Le cause della diarrea nel gattino

Le cause della diarrea nel gattino

I gattini adottati non sempre godono di buona salute, e le problematiche legate a disturbi intestinali non sono rare. La diarrea rappresenta un episodio piuttosto frequente tra le malattie dei gattini; le cause derivano di solito da un’alimentazione non corretta, o da un problema relativo a parassiti nell’intestino del micio.

I parassiti intestinali sono molto frequenti nei gatti; di solito, già dopo le prime settimane di vita, si procede alla sverminazione, per ridurre il rischio di contrarli.

Il Tritrichomonas è un parassita in grado di causare la diarrea persistente nei gattini. È importante testare la presenza di questo parassita nel corpo del gattino. Anche la Giardia è un parassita che provoca diarrea. Il metronidazolo è il farmaco utilizzato per eliminarla (sebbene la resistenza al farmaco stia diventando più frequente).

Il Campylobacter e il clostridium sono due batteri che possono essere anch’essi responsabili della diarrea. La Coccidiosi è una comune infezione parassitaria che può causare diarrea acquosa, con presenza si sangue vivo nelle feci dei gattini. È più frequente negli esemplari non sverminati, o che provengono da ambienti in cui hanno coabitato con altri animali domestici.

Per diagnosticare la presenza di vermi o parassiti, sono necessari dei test di laboratorio. Se il gattino non risponde alla terapia farmacologica, si dovranno indagare le altre possibili cause del problema.

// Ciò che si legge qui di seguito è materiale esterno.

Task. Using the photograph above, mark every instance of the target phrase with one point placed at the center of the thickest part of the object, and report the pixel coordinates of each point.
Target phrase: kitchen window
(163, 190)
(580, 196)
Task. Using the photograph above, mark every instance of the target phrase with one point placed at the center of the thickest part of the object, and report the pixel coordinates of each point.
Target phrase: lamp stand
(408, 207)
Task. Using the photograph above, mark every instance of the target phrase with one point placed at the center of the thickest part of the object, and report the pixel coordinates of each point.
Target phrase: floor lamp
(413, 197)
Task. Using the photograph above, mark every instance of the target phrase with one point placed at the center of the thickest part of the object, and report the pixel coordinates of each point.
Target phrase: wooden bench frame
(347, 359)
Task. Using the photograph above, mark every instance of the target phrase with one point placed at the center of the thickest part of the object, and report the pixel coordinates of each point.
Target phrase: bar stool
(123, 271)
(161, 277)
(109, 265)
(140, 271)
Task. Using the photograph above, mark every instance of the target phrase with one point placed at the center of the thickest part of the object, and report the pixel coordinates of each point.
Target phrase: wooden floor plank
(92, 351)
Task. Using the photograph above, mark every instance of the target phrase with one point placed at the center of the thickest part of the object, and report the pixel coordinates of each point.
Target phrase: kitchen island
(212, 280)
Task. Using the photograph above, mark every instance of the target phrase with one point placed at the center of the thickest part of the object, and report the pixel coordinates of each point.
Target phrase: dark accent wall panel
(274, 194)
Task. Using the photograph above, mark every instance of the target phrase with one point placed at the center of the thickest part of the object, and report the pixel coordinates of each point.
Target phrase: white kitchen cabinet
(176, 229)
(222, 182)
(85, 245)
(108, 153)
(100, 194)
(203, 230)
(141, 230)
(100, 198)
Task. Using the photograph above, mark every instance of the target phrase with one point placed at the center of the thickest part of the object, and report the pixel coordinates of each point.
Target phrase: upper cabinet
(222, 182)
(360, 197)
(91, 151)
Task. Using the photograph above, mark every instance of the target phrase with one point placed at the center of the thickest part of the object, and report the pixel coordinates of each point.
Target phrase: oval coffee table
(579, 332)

Diagnosi della diarrea da parassiti o infettiva  

Se il gattino soffre di diarrea acuta o persistente, è bene avvisare quanto prima il veterinario. Infatti, si tratta di un malessere in grado di debilitare fortemente i pazienti che ne sono affetti. Di solito, una diarrea da parassiti viene rilevata dal veterinario attraverso l’esame di un campione di feci. Talvolta, anche se l’esame da esito negativo, si procede comunque a un trattamento di prevenzione.

I farmaci utilizzati prevedono un ciclo di trattamento di circa due settimane, che viene poi ripetuto.

Per quanto riguarda la diarrea infettiva, anche per essa si procede all’esame di un campione di feci del gattino. Attraverso il microscopio, si cercano piccole tracce del Dna degli organismi che la provocano. Quest’esame, se negativo, potrebbe orientare il veterinario a considerare la diarrea del gattino non il risultato di un’infezione, ma di un’allergia o un’intolleranza alimentare.

Le intolleranze alimentari nel gattino

I sintomi di unintolleranza alimentare nel gattino sono molto simili a un’allergia: vale a dire pruriti con grattamento e conseguente perdita di pelo, dermatiti, diarrea, vomito. Non è la quantità di cibo a determinare l’insorgere dei problemi, ma l’alimento in sé, che dovrà essere individuato ed escluso dall’alimentazione. Di solito la cura del micio consiste nella cosiddetta dieta ad eliminazione, che è priva di quei cibi che hanno scatenato la risposta del sistema immunitario.

La nuova dieta del micio sarà somministrata dal veterinario di fiducia, che opterà per una dieta ipoallergenica, fatta di proteine in grado ridurre il rischio di allergia (il salmone, la carne di cavallo o di agnello sono solo alcuni esempi). Dopo circa 6 o 8 settimane, si valutano insieme i risultati raggiunti. Se la dieta è stata eseguita in modo corretto, avremo la scomparsa dei sintomi e la guarigione del micio.